Dame Stephanie’s presentation is now being featured on the official website for Refugee Weeks which runs from June 15-22. It is also available on the sculpture group’s website.
As the five-year-old daughter of a Jewish German lawyer, she fled Nazi-occupied Austria by train before the outbreak of the Second World War in 1939 and was brought to safety through the Kindertransport programme which rescued thousands of refugee children.
She arrived in Britain with her older sister, Renate, penniless and without a word of English. She eventually came to Oswestry where she was looked after by foster parents and educated at the former Girls’ High School.
Refugee Week is a UK-wide festival celebrating the contributions, creativity and resilience of refugees.
Founded in 1998 and held every year around World Refugee Day on June 20, Refugee Week is also a growing global movement that encourages positive encounters between communities, helping them to connect and learn from each other, and promoting a culture of welcome.
In her speech for her cancelled April visit, Dame Stephanie described her early life in Germany before being forced to move from country to country, where they eventually settled in Vienna, capital of Austria.
But when the country was annexed into Germany as part of the Anschluss, and shortly before Kristallnacht in 1938, the family moved her and her sister to safety.
She added: "The Kindertransport is the largest-ever recorded migration of children and its trains had been running for about six months by then.
"But it was not a simple matter. Forms had to be filled in, documents stamped, permits queued for at deliberately inconvenient times, guarantees provided.
"We spent several weeks in a children’s home while my mother devoted herself full-time to grappling with the obstacles of Nazi (and British) bureaucracy.

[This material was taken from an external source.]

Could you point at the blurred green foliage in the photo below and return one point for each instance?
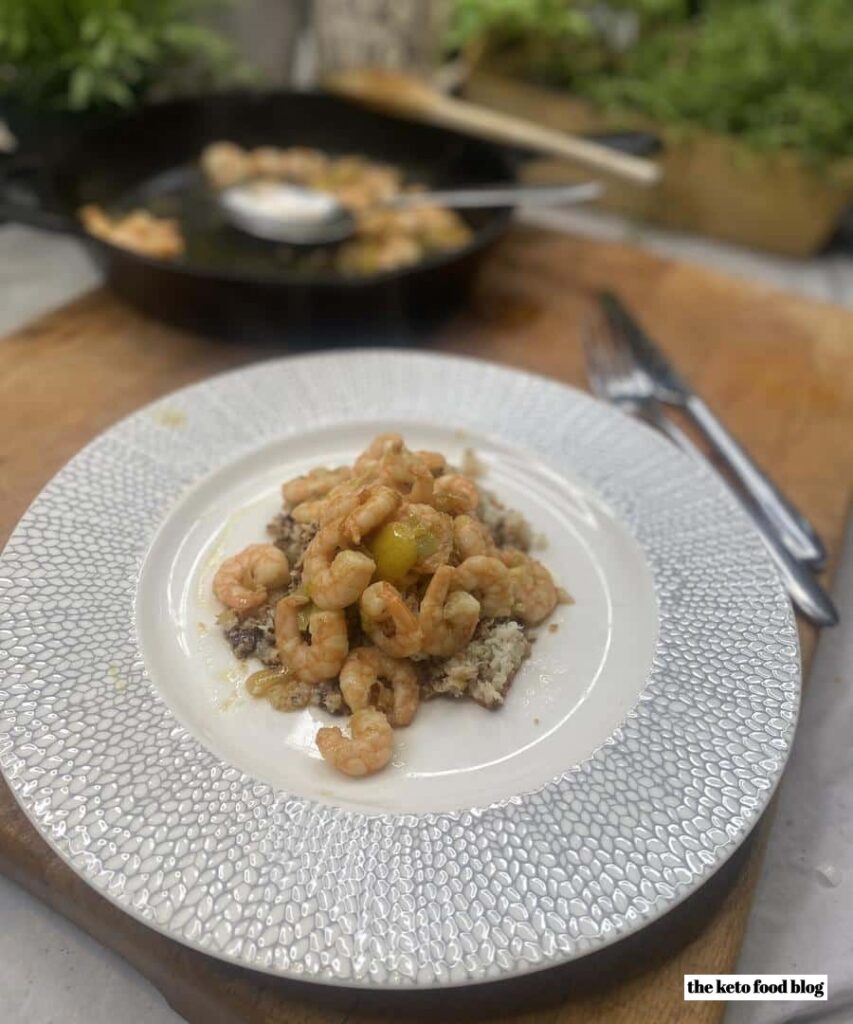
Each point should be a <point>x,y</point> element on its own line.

"Although the plan had been for 50,000 children to be rescued by the Kindertransport, no limit to the permitted number was ever publicly announced. Britain capped the number at 10,000.
"As time ran out, Nicholas Winton (knighted only in 2002) who rescued more than 600 children from German-occupied Czechoslovakia took to issuing forged Home Office entry permits.
"The Refugee Children’s Movement had found Renate and me foster parents in England who were prepared to guarantee (with getting on for £5,000 in today’s currency) that the two of us would not be a burden on the state. Thank you, thank you, Guy and Ruby Smith. We called them Uncle and Auntie.
"I honour their memories as I do all the Uncles and Aunties who helped us children through those terrible times.
"The fact that people I did not know saved us, by doing what giving people do, made a deep impression."